Quando era criança, o jornalista britânico Robert Fisk percorria todos os anos os campos de batalha da I Guerra Mundial, acompanhado pelo pai, que foi soldado no conflito e lutou nas trincheiras de França. Quando faleceu, o filho herdaria todas as medalhas, entre as quais se destacava precisamente a condecoração da Grande Guerra, cujo reverso tinha inscrito “A Grande Guerra pela Civilização” – e que Fisk recuperaria para título deste livro.
Foi em 1976, durante umas férias em Porto Covo (em Portugal), onde se encontrava a cobrir os acontecimentos pós-revolução, que Robert Fisk recebeu o convite que mudaria a sua vida: “Eu tinha 29 anos e estavam a oferecer-me o Médio Oriente”, escreveu no prefácio de A Grande Guerra pela Civilização. O editor do The Times precisava de substituir o correspondente e lembrou-se do jovem jornalista de assuntos internacionais. Desde então, Robert Fisk viveu a história em directo, por mais de três décadas, a partir do centro do mundo.

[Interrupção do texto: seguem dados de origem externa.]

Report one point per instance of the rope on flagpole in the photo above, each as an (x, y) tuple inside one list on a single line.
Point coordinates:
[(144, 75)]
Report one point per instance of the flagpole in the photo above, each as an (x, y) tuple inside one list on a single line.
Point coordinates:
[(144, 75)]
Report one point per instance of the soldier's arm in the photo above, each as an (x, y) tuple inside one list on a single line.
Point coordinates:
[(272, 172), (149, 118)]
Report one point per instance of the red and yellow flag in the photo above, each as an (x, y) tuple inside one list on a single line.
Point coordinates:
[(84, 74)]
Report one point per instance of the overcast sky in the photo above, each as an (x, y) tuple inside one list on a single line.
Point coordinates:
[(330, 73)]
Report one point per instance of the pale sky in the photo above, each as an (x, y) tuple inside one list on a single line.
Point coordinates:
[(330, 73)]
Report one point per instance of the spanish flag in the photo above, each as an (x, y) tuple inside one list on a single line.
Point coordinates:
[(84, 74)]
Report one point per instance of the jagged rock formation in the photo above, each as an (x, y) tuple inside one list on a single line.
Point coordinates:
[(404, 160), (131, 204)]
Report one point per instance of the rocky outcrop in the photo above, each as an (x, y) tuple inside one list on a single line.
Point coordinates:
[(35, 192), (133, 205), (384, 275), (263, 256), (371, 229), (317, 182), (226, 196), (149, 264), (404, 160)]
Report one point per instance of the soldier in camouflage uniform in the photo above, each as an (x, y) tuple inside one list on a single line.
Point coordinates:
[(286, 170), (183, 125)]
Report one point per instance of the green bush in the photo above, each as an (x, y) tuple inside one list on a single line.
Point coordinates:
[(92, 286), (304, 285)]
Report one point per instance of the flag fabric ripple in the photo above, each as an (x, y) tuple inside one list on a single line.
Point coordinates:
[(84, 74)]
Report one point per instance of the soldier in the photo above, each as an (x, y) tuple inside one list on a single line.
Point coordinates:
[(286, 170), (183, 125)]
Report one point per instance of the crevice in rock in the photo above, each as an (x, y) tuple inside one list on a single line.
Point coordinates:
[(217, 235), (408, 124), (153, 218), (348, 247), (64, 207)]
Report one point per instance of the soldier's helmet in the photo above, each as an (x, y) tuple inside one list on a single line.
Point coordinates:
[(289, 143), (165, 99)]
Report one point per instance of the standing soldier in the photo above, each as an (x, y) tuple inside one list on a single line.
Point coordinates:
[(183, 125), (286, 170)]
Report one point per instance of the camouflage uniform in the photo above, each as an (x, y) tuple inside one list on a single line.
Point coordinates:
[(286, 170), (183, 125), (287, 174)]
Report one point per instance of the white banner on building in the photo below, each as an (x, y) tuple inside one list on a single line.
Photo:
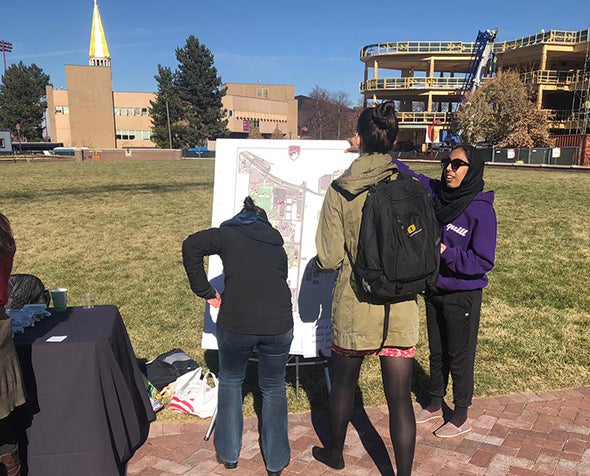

Viria a viver, a partir de 1976, em Beirute, no Líbano, e foi um dos primeiros repórteres internacionais a denunciar o massacre de Sabra e Chatila, bem como o massacre de Hama, na Síria. O seu primeiro livro – Pity the Nation – fala precisamente sobre os acontecimentos e é uma obra fundamental para perceber o Líbano.
Além de Beirute, esteve no Afeganistão, onde assistiu à invasão pela União Soviética, estava na linha da frente quando Saddam Hussein entrou no Irão, em 1980 e no Líbano nas duas vezes que os israelitas invadiram o país e, mais tarde, na Palestina quando Israel proclamou guerra para “limpar a terra do terrorismo”. Cobriu ainda o conflito na Argélia e a Guerra do Golfo de 1991, quando Saddam invadiu o Kuwait. Esteve na Bósnia, onde encontrou sérvios a lutar pelo que chamavam a “civilização sérvia”. “Ao contrário do meu pai, fui para a guerra como testemunha, e não como combatente, um espectador cada vez mais enfurecido”, refere a certa altura no livro.
A Grande Guerra pela Civilização é a obra maior do autor e procura condensar, em mais de 1200 páginas (na edição portuguesa, com tamanho de letra demasiado pequeno), 30 anos de linha da frente, numa escrita furiosa, mas lenta (ao velho jeito de slow journalism), entre a reportagem e a crónica, que fica na história do jornalismo – e da civilização – como testemunho importante à margem das grandes narrativas da história. Fisk rejeitava o rótulo de “correspondente de guerra”, porque, segundo explicava, foi a história que condenou o Médio Oriente à guerra, e não o jornalismo.
No seu trabalho, procurou sempre “vigiar os centros de poder”, como a jornalista israelita e amiga de longa data, Amira Hass, lhe dizia, procurando sempre outras vozes, fora de Bagdade ou Cabul, e muito menos das zonas de segurança onde se concentravam os repórteres estrangeiros (Fisk chamava-lhes “jornalistas de hotel”). É daí que advém muita da sua originalidade. Por causa disso, colocou a vida várias vezes em risco, tendo sido perseguido e sequestrado. É também conhecido como o jornalista que entrevistou Ossama Bin Laden (por três vezes), antes e após o 11 de Setembro, que viria a configurar uma nova era de relacionamento dos EUA (e Europa) com o Médio Oriente.
Fisk morreu em 2020, mas felizmente deixou-nos este livro. O que diria hoje sobre o nosso mundo? Aquando da invasão russa da Ucrânia, ouvimos muitos peritos defender que se estava a instaurar uma “nova ordem mundial”. Fisk, desde a Guerra do Golfo de 1991, que nos seus cadernos registava justamente essa expressão – “uma nova ordem mundial” –, sempre seguida de um ponto de interrogação. Como dizia Mark Twain, a história não se repete, mas muitas vezes rima, e neste livro conseguimos ouvir esses ecos – de Beirute, a Gaza, passando por Cabul ou Kandahar.